Oil Pastel & Watercolor Resist Painting
Try mixing art supplies in this creative painting project. Oil pastels are used to “resist” watercolor paint (a great lesson in “oil and water” repelling!). Have your child draw (or scribble?) a design using oil pastels, and use a watercolor wash on top.
- a set of oil pastels, available from any art store (even cheap ones will work fine!)
- watercolor paints
- a sponge brush or sponge roller
- a paintbrush or two
- big sheets of watercolor paper
To make this project
First have your artist put his or her designs on paper, using the oil pastels. They’re fun to draw with, the consistency lets them slide easily across paper and the high pigmentation leaves very colorful marks.

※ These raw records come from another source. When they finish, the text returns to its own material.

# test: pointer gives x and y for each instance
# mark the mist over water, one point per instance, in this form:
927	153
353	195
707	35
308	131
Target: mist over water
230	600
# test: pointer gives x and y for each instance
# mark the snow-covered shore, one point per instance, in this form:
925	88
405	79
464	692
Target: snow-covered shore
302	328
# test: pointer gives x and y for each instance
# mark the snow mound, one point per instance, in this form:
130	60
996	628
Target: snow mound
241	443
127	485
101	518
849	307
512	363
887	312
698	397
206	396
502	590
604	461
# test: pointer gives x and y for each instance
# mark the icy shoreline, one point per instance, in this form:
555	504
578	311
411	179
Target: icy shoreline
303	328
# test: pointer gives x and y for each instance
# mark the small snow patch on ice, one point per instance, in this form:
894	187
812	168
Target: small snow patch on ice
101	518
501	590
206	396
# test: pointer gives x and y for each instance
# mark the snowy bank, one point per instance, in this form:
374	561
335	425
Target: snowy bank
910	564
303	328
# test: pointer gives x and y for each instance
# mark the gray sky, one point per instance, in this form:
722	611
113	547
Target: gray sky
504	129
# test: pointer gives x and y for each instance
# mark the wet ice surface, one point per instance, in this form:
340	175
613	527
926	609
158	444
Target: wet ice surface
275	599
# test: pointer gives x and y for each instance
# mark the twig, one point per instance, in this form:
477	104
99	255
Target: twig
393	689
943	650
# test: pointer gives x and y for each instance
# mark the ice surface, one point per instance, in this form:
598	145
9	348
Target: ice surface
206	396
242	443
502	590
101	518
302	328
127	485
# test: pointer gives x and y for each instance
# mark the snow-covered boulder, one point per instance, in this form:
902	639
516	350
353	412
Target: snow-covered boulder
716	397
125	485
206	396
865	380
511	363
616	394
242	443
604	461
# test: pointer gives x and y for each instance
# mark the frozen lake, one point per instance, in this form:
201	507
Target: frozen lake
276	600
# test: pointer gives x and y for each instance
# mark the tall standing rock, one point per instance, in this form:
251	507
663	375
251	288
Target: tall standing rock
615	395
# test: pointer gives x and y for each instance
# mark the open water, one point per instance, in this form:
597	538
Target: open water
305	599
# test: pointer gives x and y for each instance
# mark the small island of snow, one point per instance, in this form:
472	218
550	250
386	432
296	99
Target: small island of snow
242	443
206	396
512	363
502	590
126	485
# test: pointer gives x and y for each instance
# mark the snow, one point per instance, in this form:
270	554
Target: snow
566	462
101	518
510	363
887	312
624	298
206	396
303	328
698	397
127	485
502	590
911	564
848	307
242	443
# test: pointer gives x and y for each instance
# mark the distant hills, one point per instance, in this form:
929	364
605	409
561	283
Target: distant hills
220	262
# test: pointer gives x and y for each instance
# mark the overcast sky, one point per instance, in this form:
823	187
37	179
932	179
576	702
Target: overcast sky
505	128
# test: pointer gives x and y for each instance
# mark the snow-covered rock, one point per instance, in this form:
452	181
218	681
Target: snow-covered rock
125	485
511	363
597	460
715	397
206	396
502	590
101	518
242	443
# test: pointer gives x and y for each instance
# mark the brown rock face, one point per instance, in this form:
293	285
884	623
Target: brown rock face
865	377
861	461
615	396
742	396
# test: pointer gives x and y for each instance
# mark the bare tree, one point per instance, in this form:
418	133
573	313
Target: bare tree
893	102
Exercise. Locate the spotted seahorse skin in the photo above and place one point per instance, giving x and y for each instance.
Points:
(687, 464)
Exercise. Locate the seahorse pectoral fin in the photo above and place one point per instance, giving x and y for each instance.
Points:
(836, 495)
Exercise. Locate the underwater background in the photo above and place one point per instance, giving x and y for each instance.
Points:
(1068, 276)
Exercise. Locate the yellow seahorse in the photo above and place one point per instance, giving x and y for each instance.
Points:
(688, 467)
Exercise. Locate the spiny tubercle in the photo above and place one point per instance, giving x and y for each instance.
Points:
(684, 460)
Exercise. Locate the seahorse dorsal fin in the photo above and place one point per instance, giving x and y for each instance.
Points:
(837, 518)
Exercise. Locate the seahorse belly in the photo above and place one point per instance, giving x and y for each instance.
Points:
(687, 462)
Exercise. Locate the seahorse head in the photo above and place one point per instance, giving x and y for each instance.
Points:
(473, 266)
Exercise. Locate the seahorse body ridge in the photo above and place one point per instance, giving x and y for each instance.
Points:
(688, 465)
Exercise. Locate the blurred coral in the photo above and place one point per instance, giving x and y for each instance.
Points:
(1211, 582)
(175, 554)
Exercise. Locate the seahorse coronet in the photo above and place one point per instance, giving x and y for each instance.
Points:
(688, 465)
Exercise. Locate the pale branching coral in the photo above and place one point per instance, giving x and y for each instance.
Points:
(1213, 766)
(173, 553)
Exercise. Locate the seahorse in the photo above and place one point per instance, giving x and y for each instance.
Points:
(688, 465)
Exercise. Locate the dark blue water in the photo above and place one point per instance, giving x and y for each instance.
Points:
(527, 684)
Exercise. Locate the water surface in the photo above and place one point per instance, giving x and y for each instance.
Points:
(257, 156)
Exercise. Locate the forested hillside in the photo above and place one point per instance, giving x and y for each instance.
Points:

When your artist is satisfied with his or her drawing, you’ll need to get the whole paper wet! You can do this with a sponge roller (dipped in a bowl of water, or run under the faucet) or a sponge brush. The paper can be dripping wet! (Make sure you do this BEFORE adding paint!)
Use a very wet paintbrush to apply watercolor paint to the paper. The wet paper will absorb and and spread the paint (which is fun to watch), but the oil pastel drawing won’t be covered up by paint because the oil and water don’t “like” each other.
Let dry flat, then hang and enjoy your results!
“Real” watercolor paper will work SO much better than regular white paper. It may be worth the investment.
Oil pastels come in sets of 8, 12 or more. The more colors the better!
Crayons will work too, but the results are a little less dramatic. The same idea applies – the wax of a crayon will resist watercolors too!